Is Twittering safe?
So Susan has been on my case about Twitter for some time now. In a recent round table we were recording she "beat me up" about it, and tonight on IM we had a good discussion about the REAL vs PERCEIVED risks in Twitter.
Susan's biggest complaint is that security minded individuals shouldn't be blindly recommending the use of Twitter without educating the user on 'safe-twittering'. I would say that same logic exists for setting up web pages, blogs and the use of social networking sites like Facebook.
She stepped that up a bit tonight when she blogged her discomfort in the fact the RSA Conference was recommending Twitter as well.
So in an effort to stop spreading the FUD about Twitter insecurity, I wanted to share some of my thoughts through a quick set of safe twittering rules.
@DanaEpp's 5 Rules of Safer Twittering
- Never share information in a tweet that you wouldn't share with the world. You can never expect to take it back once it's on the Internet. Even though you can delete a tweet, 3rd party clients may still have it archived. If you feel you want to share private thoughts through Twitter, consider using a "Private Account" and limited it to only people you trust and want to share with. Of course, remember nothing prevents your friends from sharing your tweets with the world. So never share private information on Twitter. Ever. it's just easier that way.

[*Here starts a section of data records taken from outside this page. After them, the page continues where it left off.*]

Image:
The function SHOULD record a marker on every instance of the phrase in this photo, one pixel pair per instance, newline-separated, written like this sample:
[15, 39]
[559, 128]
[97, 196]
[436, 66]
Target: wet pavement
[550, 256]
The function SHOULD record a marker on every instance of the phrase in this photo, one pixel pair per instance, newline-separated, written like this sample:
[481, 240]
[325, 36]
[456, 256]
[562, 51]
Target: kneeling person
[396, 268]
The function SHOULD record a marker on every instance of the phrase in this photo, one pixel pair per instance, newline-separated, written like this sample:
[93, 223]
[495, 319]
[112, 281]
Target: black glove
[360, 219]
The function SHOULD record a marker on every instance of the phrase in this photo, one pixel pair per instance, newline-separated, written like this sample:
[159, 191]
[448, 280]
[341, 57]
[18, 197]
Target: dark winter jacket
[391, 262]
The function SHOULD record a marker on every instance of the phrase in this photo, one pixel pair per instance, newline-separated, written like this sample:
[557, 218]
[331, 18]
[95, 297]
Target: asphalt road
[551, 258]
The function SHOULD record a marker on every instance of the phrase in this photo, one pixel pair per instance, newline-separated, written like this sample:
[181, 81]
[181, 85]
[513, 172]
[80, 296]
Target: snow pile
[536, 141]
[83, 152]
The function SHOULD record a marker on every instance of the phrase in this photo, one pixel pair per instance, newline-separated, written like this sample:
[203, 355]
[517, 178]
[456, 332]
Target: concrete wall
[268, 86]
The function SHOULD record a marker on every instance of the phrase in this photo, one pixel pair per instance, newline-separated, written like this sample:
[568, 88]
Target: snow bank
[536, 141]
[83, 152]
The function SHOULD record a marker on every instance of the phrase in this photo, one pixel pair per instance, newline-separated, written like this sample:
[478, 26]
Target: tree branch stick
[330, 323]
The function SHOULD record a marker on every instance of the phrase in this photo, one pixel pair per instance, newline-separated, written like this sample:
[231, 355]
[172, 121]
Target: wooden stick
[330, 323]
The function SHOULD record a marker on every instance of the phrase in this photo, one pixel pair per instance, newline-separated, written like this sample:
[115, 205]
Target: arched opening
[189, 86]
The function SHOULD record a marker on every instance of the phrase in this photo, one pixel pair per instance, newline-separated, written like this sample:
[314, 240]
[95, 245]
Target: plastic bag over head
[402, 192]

- There is no assurance that a Twitter account is the person you believe it is. Deal with it. Anyone can register an account if it doesn't already exist. As a real world example, for some time @cnnbrk was NOT an official CNN account, even though most of the Twitter world thought it was. It wasn't until recently that CNN bought the account from James Cox (the account holder) for an undisclosed amount of money. Another example is the fact that one of Susan's Twitter accounts was actually created by a fellow SBS MVP, and not actually her. :-)
- Never click on links in a tweet, unless you trust the URL. If unsure, don't click! The worms that were used to attack Twitter came from people getting users to go to profile pages etc that they had control over for some interesting script attacks. With only 140 chars, its common to "shorten" the URL. Which means you might be clicking on a link blind. That's fine. But only trust shortened URLs that can be previewed BEFORE you go to it. As an example, my recommendation is to use something like TinyURL. However, here is the trick. When you create a TinyURL, use the preview mode. As an example, if you want to send someone to my blog you can use http://tinyurl.com/silverstr to go directly. However, if you use http://preview.tinyurl.com/silverstr it will stop at TinyURL.com and let the user SEE the link before they actually get to it. That is much safer. If using TweetDeck, select TinyURL as the provider, and when it creates the shortened url, simply add "preview." in front of "tinyurl.com".
- Use a 3rd party Twitter client instead of using the Twitter.com website directly. I am a fan of TweetDeck and Twitterfon, but there are tons of different clients out there. Why? It is the lesser of two security evils as it relates to web based attacks in Twitter. Most clients have ways to reduce or turn off linking, prevents the script attacks in profile viewing and generally is just an easier environment to stay protected in. Are these clients free of attack? Of course not. But its another layer of defense. Of course... you need to have trust in your client. But that's a story for another day ;-)
- You never know who is following you. Remember that. As you use Twitter more and more, you never know who might be watching. I recently had someone who has been trying to get an interview with me who follows me on Twitter, knew where I was having coffee one day because of a tweet I wrote (and it's geotag) and ended up coming down to confront me with his resume. Which was inappropriate in my books. But my own fault. I wasn't too concerned.. but it definitely gave me pause when considering my daughter uses Twitter and could be as easily found. Nothing like the potential of being stalked. GeoTagging makes it way to easy to find you. Remember that.
Look, Twitter is addictive. Simple. Short. Fast. A great way to see the thoughts of others you might care about. Ultimately though... like any other Internet based technology it has the potential to be abused... and put you at risk. No different than websites or blogs.
So be careful. Follow these rules and enjoy the conversation!
Posted by SilverStr at April 19, 2009 10:58 PM
Not bad, but my thinking regarding twitter is to think of it like it says it is, a micro-BLOGGING system. Your rules for twitter above hold fairly well to the rules for blogging. The big danger is that people forget each tweet is a blog post and start thinking their @ conversations are private IMs.
Totally agree. I think the difference is how the conversation take place. Twitter can at times almost be real time convo... where blogging rarely is (ie: I am just getting to your blog comment... but have seen you more on Twitter in the last 24hrs).
It's true that some people thing their @ convos are private IMs. I wish they would treat it more like a convo at a conference center. So much noise going on... you never know who is listening.
I think the person looking for a job was very creative and persistent. In the USA today if you want to get a chance to beat the 1000 other people looking for a job like yours you need to do whatever you can ( that's legal ) to try and get it.
But like you said stalkers can use it also. Everything in this world is a two edged sword.